HRS-SR scores decreased from M = 22.4 ( SD = 7.6) at baseline to M = 16.4 ( SD = 8.2) at final session (Hedges’ g = 0.81, 95% CI: 0.68–0.94). By the final session, median percent improvement was 25.0% [IQR: 3.0–46.7%]. A total of 39.3% of patients achieved ≥35% HRS-SR reduction, 27.4% of patients who began above the clinical threshold achieved remission, 36.4% demonstrated reliable improvement, and 22.9% of eligible patients achieved clinically significant change. Among patients who achieved and maintained ≥35% reduction through their final session (n = 120), median time to first response was session 9, with 54.2% responding within 10 sessions. Analyses of secondary outcomes showed significant improvements in clutter severity, depressive and anxiety symptoms, stress, quality of life, and functional disability (Hedges’ g = 0.21–0.47). Greater baseline severity, more sessions, and longer treatment duration significantly moderated outcomes; prior OCD treatment history did not.

Findings suggest that therapist-delivered video CBT for HD, delivered remotely in a real-world setting, produces outcomes consistent with controlled trials and may be a clinically effective and scalable approach for a condition historically underserved by mental health systems.

Author Summary

Hoarding disorder is a common and debilitating condition affecting millions of adults, yet most people with hoarding disorder never receive effective treatment.

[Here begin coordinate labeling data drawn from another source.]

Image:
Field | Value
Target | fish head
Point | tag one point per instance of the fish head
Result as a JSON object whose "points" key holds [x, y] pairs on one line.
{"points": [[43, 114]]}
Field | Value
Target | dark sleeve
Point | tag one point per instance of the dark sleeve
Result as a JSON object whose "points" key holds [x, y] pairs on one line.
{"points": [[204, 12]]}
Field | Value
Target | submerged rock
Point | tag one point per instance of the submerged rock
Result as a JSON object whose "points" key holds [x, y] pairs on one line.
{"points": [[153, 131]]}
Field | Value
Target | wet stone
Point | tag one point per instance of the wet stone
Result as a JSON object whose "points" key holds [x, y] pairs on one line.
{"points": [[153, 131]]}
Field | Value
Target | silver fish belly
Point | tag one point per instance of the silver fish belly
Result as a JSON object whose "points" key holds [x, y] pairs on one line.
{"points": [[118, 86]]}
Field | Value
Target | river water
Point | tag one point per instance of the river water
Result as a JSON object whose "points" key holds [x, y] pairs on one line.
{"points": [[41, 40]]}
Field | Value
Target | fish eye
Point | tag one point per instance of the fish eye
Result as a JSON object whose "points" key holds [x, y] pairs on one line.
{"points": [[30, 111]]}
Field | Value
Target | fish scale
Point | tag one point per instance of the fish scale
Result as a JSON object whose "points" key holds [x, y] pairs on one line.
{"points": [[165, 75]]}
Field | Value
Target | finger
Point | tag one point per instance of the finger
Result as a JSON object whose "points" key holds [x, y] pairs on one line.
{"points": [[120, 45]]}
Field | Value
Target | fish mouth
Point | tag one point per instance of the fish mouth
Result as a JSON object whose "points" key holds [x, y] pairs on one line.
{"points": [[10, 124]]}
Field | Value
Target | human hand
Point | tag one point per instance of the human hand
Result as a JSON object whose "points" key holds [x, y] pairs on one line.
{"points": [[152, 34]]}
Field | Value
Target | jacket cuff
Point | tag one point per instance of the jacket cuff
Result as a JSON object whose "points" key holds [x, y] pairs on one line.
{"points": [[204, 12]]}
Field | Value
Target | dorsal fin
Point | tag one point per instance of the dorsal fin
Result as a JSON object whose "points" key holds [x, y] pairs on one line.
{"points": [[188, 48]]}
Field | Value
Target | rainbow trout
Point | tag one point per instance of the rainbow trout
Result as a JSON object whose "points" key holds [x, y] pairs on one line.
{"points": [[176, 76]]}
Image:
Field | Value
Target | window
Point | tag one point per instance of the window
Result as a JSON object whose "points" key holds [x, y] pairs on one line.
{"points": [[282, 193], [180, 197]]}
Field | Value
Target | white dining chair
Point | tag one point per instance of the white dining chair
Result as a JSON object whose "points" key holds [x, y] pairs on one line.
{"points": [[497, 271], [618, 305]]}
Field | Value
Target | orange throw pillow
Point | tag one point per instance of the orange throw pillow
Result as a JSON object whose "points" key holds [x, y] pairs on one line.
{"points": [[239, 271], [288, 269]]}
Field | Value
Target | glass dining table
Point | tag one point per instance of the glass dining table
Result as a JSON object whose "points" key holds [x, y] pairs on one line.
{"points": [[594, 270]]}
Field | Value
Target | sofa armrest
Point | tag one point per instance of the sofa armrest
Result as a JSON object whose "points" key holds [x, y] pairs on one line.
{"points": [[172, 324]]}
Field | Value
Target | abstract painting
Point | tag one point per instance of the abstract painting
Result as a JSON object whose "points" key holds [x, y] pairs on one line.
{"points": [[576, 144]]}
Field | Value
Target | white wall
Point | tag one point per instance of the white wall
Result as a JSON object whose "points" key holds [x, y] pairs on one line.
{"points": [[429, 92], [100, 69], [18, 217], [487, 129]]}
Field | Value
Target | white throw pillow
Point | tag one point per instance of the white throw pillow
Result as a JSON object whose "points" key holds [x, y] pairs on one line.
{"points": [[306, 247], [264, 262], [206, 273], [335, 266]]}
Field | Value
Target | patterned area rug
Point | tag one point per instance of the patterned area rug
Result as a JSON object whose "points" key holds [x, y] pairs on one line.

Barriers including cost, limited availability of trained therapists, shame, and reluctance to allow others into the home make access to care particularly challenging. In this study, we examined outcomes for 305 adults with hoarding disorder who received cognitive-behavioral therapy delivered by trained therapists via video through an online specialty platform– the largest real-world study of this treatment approach to date.

We found that treatment produced meaningful reductions in hoarding symptom severity, consistent with what has been observed in controlled clinical trials, and that improvements extended to clutter, mood, quality of life, and everyday functioning. Notably, among patients who responded to treatment, over half showed meaningful improvement within the first 10 sessions, a finding not previously reported for hoarding disorder. These results suggest that video-delivered therapy can reach patients who might not otherwise access care and can produce clinically meaningful outcomes at scale.

Our findings support the continued development and dissemination of video-based treatment for hoarding disorder.